- Directed by: Dana Lustig
- Written by: Dana Lustig Annette Goliti Gutierrez
- Story by: Annette Goliti Gutierrez
- Produced by: Ram Bergman Mike Curb Dana Lustig Carole Curb Nemoy
- Starring: Illeana Douglas Paulina Porizkova Julie Warner John Corbett Jonathan Penner Charles Martin Smith Stephanie Beacham
- Cinematography: Kent L. Wakeford
- Edited by: Caroline Ross
- Music by: Tal Bergman Paul Christian Gordon
- Production companies: Legacy Releasing Curb Entertainment
- Distributed by: BMG Independents
- Release date: October 18, 1996;
- Running time: 102 minutes
- Country: United States
- Language: English
- Box office: $44,052

= Wedding Bell Blues (film) =

Wedding Bell Blues is a 1996 romantic comedy film directed by Dana Lustig and starring Illeana Douglas, supermodel Paulina Porizkova, and Julie Warner.
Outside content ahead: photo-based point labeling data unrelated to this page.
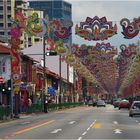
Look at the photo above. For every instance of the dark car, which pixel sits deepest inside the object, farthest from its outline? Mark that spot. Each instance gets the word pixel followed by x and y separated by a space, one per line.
pixel 90 103
pixel 116 103
pixel 100 103
pixel 134 109
pixel 124 104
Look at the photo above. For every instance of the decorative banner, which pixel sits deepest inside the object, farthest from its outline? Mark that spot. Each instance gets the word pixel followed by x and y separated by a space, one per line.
pixel 16 30
pixel 130 29
pixel 96 29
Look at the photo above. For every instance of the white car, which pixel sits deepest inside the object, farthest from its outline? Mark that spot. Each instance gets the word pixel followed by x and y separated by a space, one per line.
pixel 134 109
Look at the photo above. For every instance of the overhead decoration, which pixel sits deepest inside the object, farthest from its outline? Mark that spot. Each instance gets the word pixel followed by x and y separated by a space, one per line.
pixel 62 29
pixel 34 26
pixel 99 60
pixel 128 64
pixel 96 29
pixel 130 29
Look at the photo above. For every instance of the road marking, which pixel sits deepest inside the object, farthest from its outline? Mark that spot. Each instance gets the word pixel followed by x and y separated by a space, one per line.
pixel 97 125
pixel 79 138
pixel 25 122
pixel 88 129
pixel 56 131
pixel 32 127
pixel 115 122
pixel 72 122
pixel 117 131
pixel 84 133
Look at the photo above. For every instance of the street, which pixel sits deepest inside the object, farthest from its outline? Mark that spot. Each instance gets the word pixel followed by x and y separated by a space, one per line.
pixel 75 123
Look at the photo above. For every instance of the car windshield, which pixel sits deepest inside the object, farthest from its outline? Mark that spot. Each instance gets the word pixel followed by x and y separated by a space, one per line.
pixel 137 105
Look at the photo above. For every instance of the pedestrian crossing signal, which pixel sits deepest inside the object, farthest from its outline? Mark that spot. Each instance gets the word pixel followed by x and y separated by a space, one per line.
pixel 51 53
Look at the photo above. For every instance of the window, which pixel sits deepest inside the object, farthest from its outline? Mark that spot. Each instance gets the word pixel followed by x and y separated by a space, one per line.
pixel 3 66
pixel 57 4
pixel 9 33
pixel 1 24
pixel 1 33
pixel 9 16
pixel 37 39
pixel 9 24
pixel 57 13
pixel 0 67
pixel 9 8
pixel 1 16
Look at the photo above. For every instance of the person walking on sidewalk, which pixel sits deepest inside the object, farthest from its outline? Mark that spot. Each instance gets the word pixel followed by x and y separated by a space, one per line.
pixel 46 106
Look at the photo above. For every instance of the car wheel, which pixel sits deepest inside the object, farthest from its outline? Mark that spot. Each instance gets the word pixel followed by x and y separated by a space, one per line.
pixel 130 115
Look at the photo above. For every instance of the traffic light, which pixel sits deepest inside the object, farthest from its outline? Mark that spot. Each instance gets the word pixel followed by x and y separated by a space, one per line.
pixel 51 53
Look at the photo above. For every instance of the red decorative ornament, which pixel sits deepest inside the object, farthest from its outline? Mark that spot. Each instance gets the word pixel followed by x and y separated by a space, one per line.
pixel 96 29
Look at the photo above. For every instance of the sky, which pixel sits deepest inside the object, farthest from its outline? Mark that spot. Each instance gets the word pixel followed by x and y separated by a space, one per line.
pixel 113 10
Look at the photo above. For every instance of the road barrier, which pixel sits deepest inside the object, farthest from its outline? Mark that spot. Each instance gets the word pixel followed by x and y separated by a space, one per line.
pixel 5 112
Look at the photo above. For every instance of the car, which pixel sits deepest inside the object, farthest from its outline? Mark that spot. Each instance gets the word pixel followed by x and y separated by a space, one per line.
pixel 124 104
pixel 134 109
pixel 100 103
pixel 90 103
pixel 116 103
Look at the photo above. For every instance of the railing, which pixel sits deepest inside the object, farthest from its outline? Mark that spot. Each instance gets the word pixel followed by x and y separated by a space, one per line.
pixel 39 108
pixel 5 111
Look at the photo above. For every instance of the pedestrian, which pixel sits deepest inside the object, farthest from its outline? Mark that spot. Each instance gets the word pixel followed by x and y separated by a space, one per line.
pixel 46 106
pixel 29 102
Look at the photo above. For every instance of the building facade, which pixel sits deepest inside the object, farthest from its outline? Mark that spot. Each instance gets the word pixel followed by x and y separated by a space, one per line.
pixel 5 74
pixel 55 10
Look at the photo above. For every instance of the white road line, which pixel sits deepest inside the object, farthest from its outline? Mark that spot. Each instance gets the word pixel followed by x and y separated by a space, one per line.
pixel 93 123
pixel 115 122
pixel 87 130
pixel 56 130
pixel 84 133
pixel 117 131
pixel 79 138
pixel 72 122
pixel 25 123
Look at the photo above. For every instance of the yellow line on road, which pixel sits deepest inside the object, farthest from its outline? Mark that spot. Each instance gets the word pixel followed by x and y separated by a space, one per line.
pixel 97 125
pixel 33 127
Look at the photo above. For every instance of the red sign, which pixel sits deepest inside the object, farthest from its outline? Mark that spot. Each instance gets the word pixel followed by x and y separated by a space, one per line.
pixel 1 79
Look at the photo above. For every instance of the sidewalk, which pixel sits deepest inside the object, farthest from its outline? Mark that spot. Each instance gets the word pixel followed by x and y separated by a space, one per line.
pixel 25 115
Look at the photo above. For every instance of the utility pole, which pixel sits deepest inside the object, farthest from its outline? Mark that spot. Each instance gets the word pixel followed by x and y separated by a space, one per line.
pixel 60 98
pixel 44 73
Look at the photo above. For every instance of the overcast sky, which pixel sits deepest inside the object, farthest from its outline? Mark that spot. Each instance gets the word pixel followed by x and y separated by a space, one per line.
pixel 113 10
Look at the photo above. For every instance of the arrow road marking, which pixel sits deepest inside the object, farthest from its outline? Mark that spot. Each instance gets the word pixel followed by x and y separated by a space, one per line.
pixel 25 123
pixel 56 130
pixel 118 131
pixel 115 122
pixel 79 138
pixel 72 122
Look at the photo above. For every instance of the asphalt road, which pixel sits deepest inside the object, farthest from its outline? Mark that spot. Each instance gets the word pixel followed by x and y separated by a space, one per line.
pixel 76 123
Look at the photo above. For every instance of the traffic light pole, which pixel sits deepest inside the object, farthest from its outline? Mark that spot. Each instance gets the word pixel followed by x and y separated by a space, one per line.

The film was named after the classic 1960s Laura Nyro/5th Dimension song "Wedding Bell Blues".

==Plot==
Three women are apartment mates: one is about to be married, another discovers she is pregnant by her longtime boyfriend, and the third has an endless queue of men in and out of her bedroom. Sudden jiltings lead them to Vegas.

==Cast==
- Illeana Douglas as Jasmine
- Paulina Porizkova as Tanya Touchev
- Julie Warner as Micki Rachel Levine
- John Corbett as Cary Maynard Philco
- Jonathan Penner as Matt Smith
- Charles Martin Smith as Oliver Napier
- Richard Edson as Tom
- Joseph Urla as Jeff Freeman
- Carla Gugino as Violet
- Stephanie Beacham as Mrs. Touchev, Tanya's mother
- Liz Sheridan as Mrs. Levine, Micki's mother
- Steven Gilborn as Samuel Levine, Micki's father
- John Capodice as Jasmine's father
- Jane Seymour as Jan
- Kamala Dawson as Pregnant Woman
- Leo Rossi as Robert
- Victoria Jackson as Mrs. Spell (Botique Customer)
- Carol Ann Susi as Aunt Anash
- Debbie Reynolds as herself

==Release==
The film, with an R Rating, grossed only $44,052 in the domestic box office, on a maximum/initial release of 11 theaters.